I’d tried a few times before, only ever getting as far as 30 pages before self-doubt caught up with me. I couldn’t write a novel and it was silly of me to think I could. I had a grade B ‘O’ Level in English, and a CSE grade 1 in English Literature. I’d never been to University, I didn’t know any authors and there was no way I could ever hope to be one.
But the dream persisted.
For years I did nothing about it, but gradually I started to write more and more. At first it was TV and radio scripts: the length was less daunting, only 30 pages for a half hour script. I could manage that, just about. Doing a few of those gave me confidence, and I hammered out a couple of 60 minute scripts for TV pilots that no one has yet to pick up. But the lack of success didn’t seem to matter, I was enjoying learning, trying to get better.
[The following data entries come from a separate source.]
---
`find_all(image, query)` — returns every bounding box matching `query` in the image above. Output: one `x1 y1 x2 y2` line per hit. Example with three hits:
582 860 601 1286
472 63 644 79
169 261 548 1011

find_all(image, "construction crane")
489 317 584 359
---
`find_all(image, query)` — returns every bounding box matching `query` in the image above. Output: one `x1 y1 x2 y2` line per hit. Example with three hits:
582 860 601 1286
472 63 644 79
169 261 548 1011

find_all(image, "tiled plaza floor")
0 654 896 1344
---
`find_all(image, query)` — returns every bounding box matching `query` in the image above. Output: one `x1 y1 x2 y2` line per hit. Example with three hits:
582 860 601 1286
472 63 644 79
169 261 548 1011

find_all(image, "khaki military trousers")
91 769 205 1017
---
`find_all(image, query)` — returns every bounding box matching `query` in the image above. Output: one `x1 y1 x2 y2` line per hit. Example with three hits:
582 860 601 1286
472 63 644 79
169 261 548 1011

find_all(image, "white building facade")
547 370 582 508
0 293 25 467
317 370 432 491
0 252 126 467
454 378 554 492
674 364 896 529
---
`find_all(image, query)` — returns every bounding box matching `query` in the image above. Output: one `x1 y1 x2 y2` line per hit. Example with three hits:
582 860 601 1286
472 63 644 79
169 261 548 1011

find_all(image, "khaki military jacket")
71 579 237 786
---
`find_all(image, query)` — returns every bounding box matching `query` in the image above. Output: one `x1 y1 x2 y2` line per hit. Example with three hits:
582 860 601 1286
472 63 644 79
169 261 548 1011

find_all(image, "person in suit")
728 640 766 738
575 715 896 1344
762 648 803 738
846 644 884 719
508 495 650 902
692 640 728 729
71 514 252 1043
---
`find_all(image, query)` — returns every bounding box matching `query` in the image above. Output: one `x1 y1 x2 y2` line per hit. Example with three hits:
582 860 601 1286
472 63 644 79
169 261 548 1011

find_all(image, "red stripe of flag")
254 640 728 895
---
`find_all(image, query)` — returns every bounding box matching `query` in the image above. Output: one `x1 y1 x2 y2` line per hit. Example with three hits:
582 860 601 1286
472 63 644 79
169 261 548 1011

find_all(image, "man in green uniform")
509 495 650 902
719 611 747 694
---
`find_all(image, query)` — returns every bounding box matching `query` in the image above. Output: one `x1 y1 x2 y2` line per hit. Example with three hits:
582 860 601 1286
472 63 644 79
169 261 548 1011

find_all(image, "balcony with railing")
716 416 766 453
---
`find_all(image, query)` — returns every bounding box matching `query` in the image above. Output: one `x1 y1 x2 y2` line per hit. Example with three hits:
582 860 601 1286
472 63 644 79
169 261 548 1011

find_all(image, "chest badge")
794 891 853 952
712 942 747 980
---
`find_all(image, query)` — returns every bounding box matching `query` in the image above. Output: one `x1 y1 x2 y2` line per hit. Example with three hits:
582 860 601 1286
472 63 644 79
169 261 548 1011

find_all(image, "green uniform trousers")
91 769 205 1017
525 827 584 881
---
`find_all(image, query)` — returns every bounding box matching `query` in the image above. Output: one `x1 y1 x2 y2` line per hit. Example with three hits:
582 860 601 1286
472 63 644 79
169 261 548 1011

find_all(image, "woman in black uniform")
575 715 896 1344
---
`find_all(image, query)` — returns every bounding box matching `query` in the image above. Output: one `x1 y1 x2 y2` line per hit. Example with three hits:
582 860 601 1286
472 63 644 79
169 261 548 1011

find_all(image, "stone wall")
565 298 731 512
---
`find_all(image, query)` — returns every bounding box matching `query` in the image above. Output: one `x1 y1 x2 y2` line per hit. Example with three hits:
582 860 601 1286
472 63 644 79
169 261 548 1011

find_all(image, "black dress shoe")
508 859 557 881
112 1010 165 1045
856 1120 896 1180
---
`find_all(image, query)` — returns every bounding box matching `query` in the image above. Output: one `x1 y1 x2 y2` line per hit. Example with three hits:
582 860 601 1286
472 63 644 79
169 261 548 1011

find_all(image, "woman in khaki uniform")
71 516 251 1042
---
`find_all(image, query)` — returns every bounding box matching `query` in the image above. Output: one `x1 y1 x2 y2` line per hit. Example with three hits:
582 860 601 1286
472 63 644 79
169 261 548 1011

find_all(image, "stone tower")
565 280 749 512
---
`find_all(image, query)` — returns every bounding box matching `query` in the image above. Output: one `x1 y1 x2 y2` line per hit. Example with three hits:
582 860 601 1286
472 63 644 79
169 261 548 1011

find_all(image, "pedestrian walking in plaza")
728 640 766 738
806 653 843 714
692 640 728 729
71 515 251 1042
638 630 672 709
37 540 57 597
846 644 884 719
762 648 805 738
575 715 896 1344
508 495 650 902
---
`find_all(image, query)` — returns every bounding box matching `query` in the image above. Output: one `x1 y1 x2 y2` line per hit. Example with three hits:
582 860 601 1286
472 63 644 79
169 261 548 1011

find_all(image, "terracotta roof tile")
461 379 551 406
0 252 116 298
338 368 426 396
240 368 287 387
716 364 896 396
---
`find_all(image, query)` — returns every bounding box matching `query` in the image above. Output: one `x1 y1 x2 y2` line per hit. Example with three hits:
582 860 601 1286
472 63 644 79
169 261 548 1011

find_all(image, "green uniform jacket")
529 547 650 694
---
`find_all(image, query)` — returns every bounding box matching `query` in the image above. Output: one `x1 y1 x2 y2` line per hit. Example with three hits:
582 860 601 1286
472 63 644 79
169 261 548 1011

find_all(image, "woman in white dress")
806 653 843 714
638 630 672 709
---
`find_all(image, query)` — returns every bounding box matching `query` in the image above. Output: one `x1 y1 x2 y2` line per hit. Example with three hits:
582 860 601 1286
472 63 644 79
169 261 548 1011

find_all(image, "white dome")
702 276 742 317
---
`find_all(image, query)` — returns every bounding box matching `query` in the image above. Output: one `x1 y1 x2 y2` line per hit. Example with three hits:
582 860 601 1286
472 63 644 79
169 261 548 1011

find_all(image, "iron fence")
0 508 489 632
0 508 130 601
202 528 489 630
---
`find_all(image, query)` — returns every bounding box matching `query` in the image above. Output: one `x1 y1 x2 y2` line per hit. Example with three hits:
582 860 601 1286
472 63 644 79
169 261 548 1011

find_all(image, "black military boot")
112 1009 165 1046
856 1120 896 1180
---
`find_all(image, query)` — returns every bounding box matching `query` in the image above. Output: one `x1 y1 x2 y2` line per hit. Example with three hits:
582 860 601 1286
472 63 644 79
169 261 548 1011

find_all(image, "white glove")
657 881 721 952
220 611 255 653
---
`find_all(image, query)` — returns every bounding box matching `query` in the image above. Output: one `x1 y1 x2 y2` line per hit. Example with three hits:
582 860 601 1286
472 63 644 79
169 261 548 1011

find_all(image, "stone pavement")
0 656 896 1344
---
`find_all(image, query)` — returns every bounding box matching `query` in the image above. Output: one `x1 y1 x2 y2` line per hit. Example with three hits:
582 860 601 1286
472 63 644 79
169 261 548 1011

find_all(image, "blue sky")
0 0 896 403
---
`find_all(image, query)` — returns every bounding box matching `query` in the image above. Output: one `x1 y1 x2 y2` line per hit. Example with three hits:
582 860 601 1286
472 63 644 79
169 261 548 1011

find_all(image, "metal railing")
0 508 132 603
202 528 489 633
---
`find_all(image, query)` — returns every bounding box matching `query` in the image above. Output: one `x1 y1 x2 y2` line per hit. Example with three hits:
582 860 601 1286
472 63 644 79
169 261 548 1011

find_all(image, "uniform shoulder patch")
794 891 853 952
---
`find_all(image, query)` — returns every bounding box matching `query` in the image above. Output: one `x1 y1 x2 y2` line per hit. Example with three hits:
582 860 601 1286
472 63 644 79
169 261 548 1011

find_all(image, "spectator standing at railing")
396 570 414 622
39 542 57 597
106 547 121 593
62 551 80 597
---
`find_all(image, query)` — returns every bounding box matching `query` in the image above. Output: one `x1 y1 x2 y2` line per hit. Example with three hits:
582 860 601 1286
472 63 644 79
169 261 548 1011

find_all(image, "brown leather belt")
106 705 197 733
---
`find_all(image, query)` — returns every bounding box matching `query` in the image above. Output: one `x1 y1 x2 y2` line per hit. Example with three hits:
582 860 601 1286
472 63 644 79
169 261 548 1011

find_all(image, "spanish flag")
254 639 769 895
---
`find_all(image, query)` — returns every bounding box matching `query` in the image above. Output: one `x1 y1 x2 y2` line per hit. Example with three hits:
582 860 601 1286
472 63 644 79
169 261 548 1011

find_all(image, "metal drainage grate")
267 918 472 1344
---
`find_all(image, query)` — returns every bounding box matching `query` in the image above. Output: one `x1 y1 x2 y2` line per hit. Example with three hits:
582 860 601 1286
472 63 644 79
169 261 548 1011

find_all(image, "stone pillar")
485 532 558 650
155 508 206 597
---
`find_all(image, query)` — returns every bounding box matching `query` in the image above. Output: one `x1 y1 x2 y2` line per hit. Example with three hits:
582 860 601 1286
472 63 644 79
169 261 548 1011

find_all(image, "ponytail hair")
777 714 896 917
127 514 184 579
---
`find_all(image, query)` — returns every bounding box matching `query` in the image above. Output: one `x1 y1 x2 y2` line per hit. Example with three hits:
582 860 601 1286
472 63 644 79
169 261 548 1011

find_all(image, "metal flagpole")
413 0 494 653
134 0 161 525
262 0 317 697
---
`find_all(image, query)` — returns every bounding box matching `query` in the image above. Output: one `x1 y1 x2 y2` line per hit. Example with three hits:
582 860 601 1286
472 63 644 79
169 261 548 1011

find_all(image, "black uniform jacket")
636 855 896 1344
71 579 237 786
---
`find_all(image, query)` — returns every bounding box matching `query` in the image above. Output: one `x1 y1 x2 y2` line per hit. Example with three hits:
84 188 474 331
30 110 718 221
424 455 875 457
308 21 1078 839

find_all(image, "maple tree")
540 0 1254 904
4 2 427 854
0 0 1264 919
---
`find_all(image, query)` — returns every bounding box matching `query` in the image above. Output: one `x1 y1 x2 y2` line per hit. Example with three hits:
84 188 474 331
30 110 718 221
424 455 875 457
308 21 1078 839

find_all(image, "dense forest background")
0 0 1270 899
But I still thought I’d never manage to focus on writing a book. I decided I needed help, and I turned to Stephen King. At this stage I’d never even read one of his books, (I know!). When I grew up I was into comics and heavy sci-fi. Horror didn’t really appear on my radar. But for whatever reason I picked up a copy of his book, ‘On Writing‘. I took it on holiday with me to Scotland and devoured its contents.
Suddenly I saw what I was doing wrong, I understood why every attempt to write a book had stalled and died. It came down to one fundamental secret that King understood: fear and self-doubt dog us all, writers even more so. Once you’ve started a book you cannot look back for a moment or the Devil of Doubt will catch up with you and whisper thoughts of despair into your ears.
King taught me this: write every day, read every day. Like the best scientific formula its elegantly simple.
I came back from the Highlands fired up, determined to try again. I committed to writing every day, and reading every day, and I swore I would not look over my shoulder at my work-in-progress. I would keep ahead of the devil.
The next day I began to write up an idea I’d started about 6 months before. As usual I’d done a few brief chapters and lost my way. I took this germ of the idea and started again.